Trump: “We are hitting ISIS strongholds very hard”
President Trump announced the strikes earlier on Truth Social, calling them “very heavy retribution” and vowing that the United States “will never hesitate and will never back down” in defending American personnel abroad. He reiterated that the attack on US troops in Palmyra demanded a forceful response, adding that the operation targeted “ISIS strongholds” across Syrian territory.
Defence Secretary Pete Hegseth framed the strikes explicitly as retaliation rather than as the beginning of a broader conflict. Writing on X, he stated that the mission aimed to “eliminate ISIS fighters, infrastructure and weapons storage sites as a direct response to the 13 December attack.”
Naval Commander Brad Cooper, speaking on behalf of CENTCOM, said the US would “continue to relentlessly pursue terrorists who seek to harm Americans and our partners across the region.”
Wider regional context: ISIS remnants still active in the desert
According to AFP reporting, the strikes hit areas where ISIS cells remain active despite the collapse of their territorial “caliphate” in 2019. Fighters embedded in remote desert terrain have continued to launch ambushes, roadside bombs and targeted attacks against both Syrian government forces and US installations.
Syrian security sources told AFP that explosions were reported in desert zones outside Homs, with additional strikes near Raqqa and Deir ez-Zor. Local officials described follow-up gunfire in the Raqqa countryside shortly after the initial bombardment.
Reuters adds that the attack responsible for killing the two US soldiers was allegedly carried out by an individual affiliated with Syrian security forces, marking the first such incident since a coalition of Islamist and jihadist groups seized power in Damascus last year and opened channels of communication with Washington.
Damascus condemns US strikes but pledges intensified operations against ISIS
Syria’s Ministry of Foreign Affairs issued a statement on Saturday affirming its “commitment to combat ISIS” while simultaneously denouncing the American operation. The government said it would “intensify its own military efforts” against ISIS cells across the desert region.

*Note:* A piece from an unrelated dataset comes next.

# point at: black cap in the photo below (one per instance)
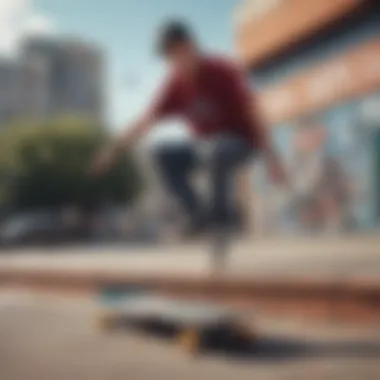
(172, 33)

The strikes come just weeks after a transitional Syrian president visited Washington and formally joined the US-led anti-ISIS coalition, as reported by AP. The political shift raised expectations of closer coordination against jihadist groups, although the latest escalation highlights the fragility and complexity of the security landscape.
US troop presence under new scrutiny
The return of Donald Trump to the White House has revived long-standing questions over whether American forces will remain in Syria. Trump has repeatedly expressed scepticism about US troop deployments overseas, and in April the Pentagon announced plans to cut the US presence in Syria by half. The exact number of American personnel in the country remains undisclosed.
For now, US forces continue to operate primarily in Kurdish-controlled areas in the northeast and at the strategic al-Tanf base near the Jordanian border. Analysts told Reuters that Friday’s strikes show the administration is not retreating from Syria in the immediate term – but the long-term strategy remains unclear.
ISIS attack that triggered the US response
The Pentagon confirmed that the assailant who killed the two American soldiers and their interpreter near Palmyra has been identified as a member of the Syrian security forces. The incident represents a major security breach in an area where ISIS cells maintain a persistent presence and where US forces are already stretched thin.
ISIS previously held Palmyra during its peak territorial expansion before losing the area during coalition operations in 2017 and 2019. Despite territorial losses, sleeper cells remain active in vast ungoverned stretches of desert.